Decapauropus

Scientific classification
- Domain: Eukaryota
- Kingdom: Animalia
- Phylum: Arthropoda
- Subphylum: Myriapoda
- Class: Pauropoda
- Order: Tetramerocerata
- Family: Pauropodidae
- Genus: Decapauropus Remy, 1931

= Decapauropus =

Genus of pauropods

Decapauropus is a large genus of pauropods in the family Pauropodidae that includes more than 300 species. This genus was originally described by the French zoologist Paul Remy in 1931 to contain the newly discovered type species Decapauropus cuenoti. As the name of this genus suggests, this genus is notable for including females with ten pairs of legs instead of the nine leg pairs usually found in adult pauropods in the order Tetramerocerata. Before the discovery of D. cuenoti, adult pauropods were thought to have invariably nine pairs of legs.

== Description ==
In 1957, Remy demoted Decapauropus from a genus to a subgenus within the genus Allopauropus, but the Swedish zoologist Ulf Scheller restored Decapauropus as a separate genus in 2008. Pauropods in both genera have five-segmented legs for the first and last leg pairs and six-segmented legs for the pairs in between. The two genera can be distinguished, however, by the setae on the pygidial sternum: Whereas Decapauropus has two pairs of setae, Allopauropus has three pairs. Furthermore, the two genera differ in the subadult (fourth) stage of post-embryonic development in terms of the setae on the pygidial tergum: Whereas Decapauropus has only one pair of setae, Allopauropus has two pairs.

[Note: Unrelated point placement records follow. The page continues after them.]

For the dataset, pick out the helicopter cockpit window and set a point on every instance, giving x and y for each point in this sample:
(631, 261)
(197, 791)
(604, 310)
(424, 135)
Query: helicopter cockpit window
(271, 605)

Despite the name of the genus, only some species in this genus are known to feature females with ten leg pairs. The species known to feature these females include not only D. cuenoti but also other species later found to feature females with ten leg pairs, for example, D. gracilis, D. vulgaris, and D. productus. Even among adult females of these species, however, most have the usual nine leg pairs, and only a minority have the unusual tenth leg pair. These unusual females add the tenth pair in an additional adult stage beyond the five stages of post-embryonic development usually observed in the order Tetramerocerata. This extra stage features the twelve trunk segments usually found in adults in this order but adds an extra pair of legs. Although this extra adult stage is rare in warm and moist regions with favorable conditions for survival, females with ten leg pairs are generally more common where the environment is less hospitable.

== Distribution ==
This genus has a subcosmopolitan distribution. Some individual species in this genus are also widely distributed: The species D. cuenoti, D. gracilis, and D. vulgaris, for example, are subcosmopolitan. The species D. cuenoti is common in Europe but also found in North Africa, the Mascarene Islands, and the United States, D. gracilis is common in Europe but is also found in Africa, South Asia, and the Americas, D. vulgaris is common in Europe but also found in Africa, Sri Lanka, and North America, and D. productus occurs mainly around the Mediterranean but is also found in Iraq and the United States.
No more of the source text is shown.